Hint:First of all, we will find the weight force of the automobile, which is simply the function of mass and acceleration due to gravity. Then we will find the pressure, which is termed as force per unit area. We will substitute the required values and obtain the answer.

Complete step by step solution:
In the given question, we are supplied the following data:
There is a hydraulic automobile lift which is designed to lift cars. The maximum capacity that the lift can hold with getting collapsed is \[3000\,{\text{kg}}\]. The area of the cross section of the piston that is carrying the load is \[425\,{\text{c}}{{\text{m}}^2}\]. We are asked to find the maximum pressure that the smaller have to bear.

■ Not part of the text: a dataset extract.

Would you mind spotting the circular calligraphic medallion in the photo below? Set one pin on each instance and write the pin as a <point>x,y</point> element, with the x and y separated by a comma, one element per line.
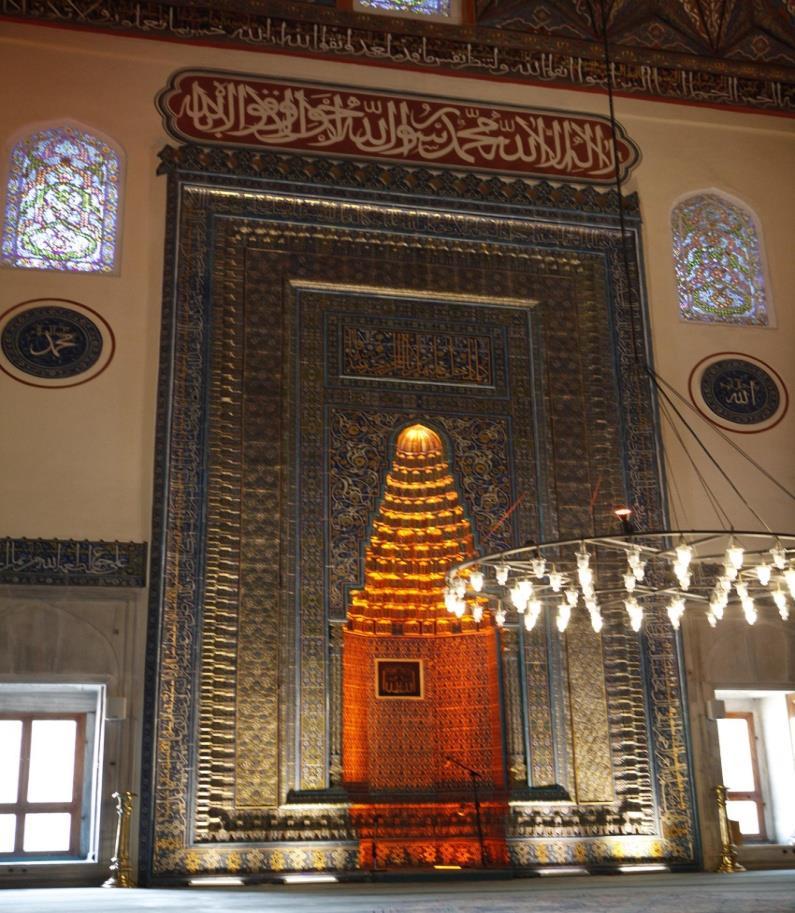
<point>52,342</point>
<point>738,392</point>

To begin with, as we can see that the maximum capacity of the lift is given, in terms of mass. We can proceed to solve the numerical after we get the weight of the car with maximum mass. Let us proceed to solve the numerical. We know, weight force which is a function of mass and acceleration due to gravity, is given by the formula, which is shown below:
\[F = m \times g\] …… (1)
Where,
\[F\] indicates the weight force.
\[m\] indicates the mass of the car.
\[g\] indicates acceleration due to gravity.

Now, we substitute the required values in the equation (1) and we get:
$F = m \times g \\
\Rightarrow F = 3000 \times 9.8 \\
\Rightarrow F = 29400\,{\text{N}} \\$
Therefore, weight force is found to be \[29400\,{\text{N}}\] .

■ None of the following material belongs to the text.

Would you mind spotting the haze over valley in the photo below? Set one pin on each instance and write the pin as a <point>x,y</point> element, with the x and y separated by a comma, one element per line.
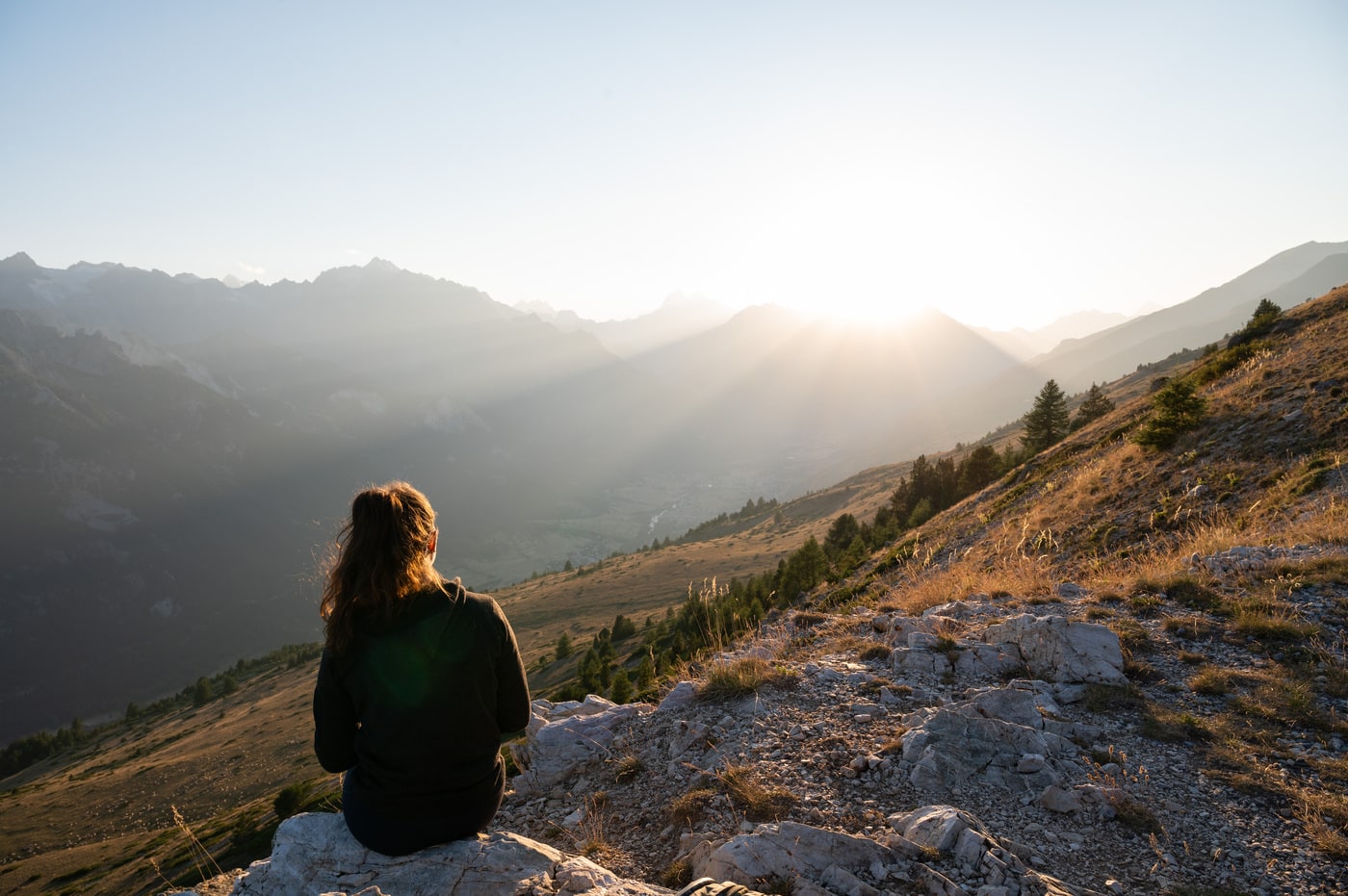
<point>178,453</point>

Again, we know the pressure is related to the force by a relation, as given below:
\[P = \dfrac{F}{A}\] …… (2)
Where,
\[P\] indicates the pressure.
\[A\] indicates the area of the cross section of the piston.

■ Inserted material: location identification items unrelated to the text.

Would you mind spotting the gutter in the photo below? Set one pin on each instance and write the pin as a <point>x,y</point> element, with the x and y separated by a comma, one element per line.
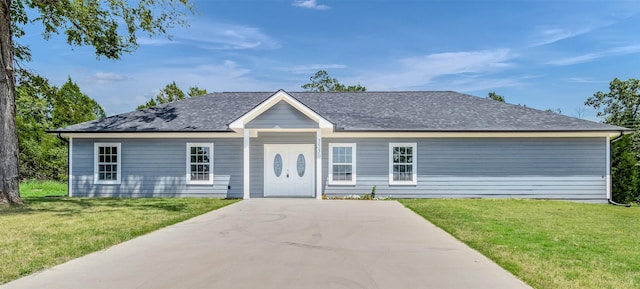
<point>68,163</point>
<point>611,201</point>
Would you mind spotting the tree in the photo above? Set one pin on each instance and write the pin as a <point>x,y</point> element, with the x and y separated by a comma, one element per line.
<point>493,95</point>
<point>321,81</point>
<point>621,106</point>
<point>195,91</point>
<point>70,106</point>
<point>90,22</point>
<point>41,107</point>
<point>170,93</point>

Now, we substitute the required values in the equation (2), we get:
$\Rightarrow P = \dfrac{{29400\,{\text{N}}}}{{425\,{\text{c}}{{\text{m}}^2}}} \\
\Rightarrow P = \dfrac{{29400\,{\text{N}}}}{{425 \times {{\left( {{{10}^{ - 2}}} \right)}^2}\,{{\text{m}}^2}}} \\
\Rightarrow P = \dfrac{{29400\,{\text{N}}}}{{425 \times {{10}^{ - 4}}\,{{\text{m}}^2}}} \\
\therefore P = 6.92 \times {10^6}\,{\text{Pa}} \\$
Hence, the maximum pressure that the smaller have to bear is \[6.92 \times {10^6}\,{\text{Pa}}\].

Note:While solving this problem, most of the students forget to convert the unit of the area of the cross section, which is square centimetres to square metres. Students get wrong and irrelevant answers, due to this reason. It is important to remember that smaller is the cross-sectional area of the object, higher is the pressure. Due to this reason a needle can easily go inside another object due to its small cross-sectional area.